Some junks gotta go, but we were really looking forward to a grease/exhaust free garage for a dry, pre-heated Leaf., we will likely mount the charger to run under the garage door for charging outside if charging heat looks like trouble.
 
I would charge in the garage when outside is wet or too hot. And there is heat generated by the charging system that connects to the motor, the inverter and the charger. I believe the later models of the LEAF have combined the inverter and charger functions but still those are water cooled and of course the water passes through an air cooled radiator which will heat the garage. I think the heat pump water heater makes sense to recover some of that waste heat from the electrical charging.
 
Charging in a closed garage is safe. Charging won't heat the garage enough to notice.
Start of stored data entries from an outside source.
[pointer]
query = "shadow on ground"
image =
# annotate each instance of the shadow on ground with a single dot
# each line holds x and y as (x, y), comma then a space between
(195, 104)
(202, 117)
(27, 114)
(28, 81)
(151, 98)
If you are paranoid, you might want to have a heat alarm in your garage. These are getting to be standard safety measures in many houses now. A heat alarm is like a smoke detector, but it responds to heat rather than smoke, so it will detect a fire but not be tripped by car exhaust. You can get them for roughly $25 at a hardware store or on ebay. They install as easily as a smoke alarm.

I bought the BRK HD6135FB, because it was compatible with the other smoke alarms in my house, and also because it has a "change of heat" function. The change of heat function means that it trips if there is heat in the garage, and also trips if the temperature in the garage rises quickly, so in theory, it would alert you to a fire in the winter as quickly as it would alert you to a fire in the summer:

http://www.amazon.com/BRK-Brands-HD6135FB-Hardwire-Battery/dp/B000Q6LXW2" onclick="window.open(this.href);return false;

Bob
 
I think it's a good idea. The heat generated charging a Leaf (even the 6kW ones) @L2 is insignificant; the ambient (outside) temps seem to have more of an affect on the battery than anything self-generated (again, @L2).
 
eleafchero said:
Somewhere in these many pages I have read about 15% charging losses and I am wondering if I can use that heat, or if I risk cooking a Leafs battery in a semi-insulated (its cold in the winter, never warm) single car garage space.

Iirc, that loss number is for L1 charging and it improves quite a bit with Level 2, in large part due to reduced running time for the coolant pump.